Becoming a data-driven enterprise: From Data Warehouse to the Data Lake (Part 2 of 3)

Photo by Quang Nguyen Vinh

This is the second article of three that discusses what a data strategy is, where companies have gone wrong building data platforms, and the solution to becoming a data-driven company. In the last article, I concluded that:

The purpose of developing a data strategy for an enterprise is to make data-driven business decisions. Your data strategy should clarify the purpose of your company’s data, provide a business focus, and enable the organization to compete by driving innovation and growth in your market.

The data strategy should contain rules for confidentiality, integrity, and availability (CIA), and specify which data should be collected, analyzed, and used in the end.
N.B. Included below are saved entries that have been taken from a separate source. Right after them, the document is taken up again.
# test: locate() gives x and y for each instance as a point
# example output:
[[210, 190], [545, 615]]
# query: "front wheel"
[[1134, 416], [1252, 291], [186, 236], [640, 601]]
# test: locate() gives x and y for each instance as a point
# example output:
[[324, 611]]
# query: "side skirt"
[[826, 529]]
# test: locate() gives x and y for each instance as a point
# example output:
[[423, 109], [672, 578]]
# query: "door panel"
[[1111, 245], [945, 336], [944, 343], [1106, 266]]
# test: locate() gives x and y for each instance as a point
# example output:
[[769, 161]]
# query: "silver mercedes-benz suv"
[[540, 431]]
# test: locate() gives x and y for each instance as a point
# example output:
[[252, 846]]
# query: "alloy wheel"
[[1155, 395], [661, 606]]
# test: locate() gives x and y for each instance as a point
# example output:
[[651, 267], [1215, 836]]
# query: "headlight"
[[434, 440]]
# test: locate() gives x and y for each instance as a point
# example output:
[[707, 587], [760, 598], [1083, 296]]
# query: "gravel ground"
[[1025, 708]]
A mature strategy should contain processes for collecting, analyzing, and turning data into business action.

In the second article in this 3-series we move on to discussing the implementation of modern data platforms, and why they don’t deliver on their promise to take the business to the next level – being data-driven.

In a data age a long, long time ago…

In 1997, I was a research scientist and recent graduate from Penn State starting a new job. The company that hired me was Bellcore, a research and development arm of the regional phone companies (‘Baby Bells’) that had been separated out from the legendary Bell Labs in 1984. I found myself working alongside researchers and inventors that had laid the groundwork for what the Internet is as we know it in 2023.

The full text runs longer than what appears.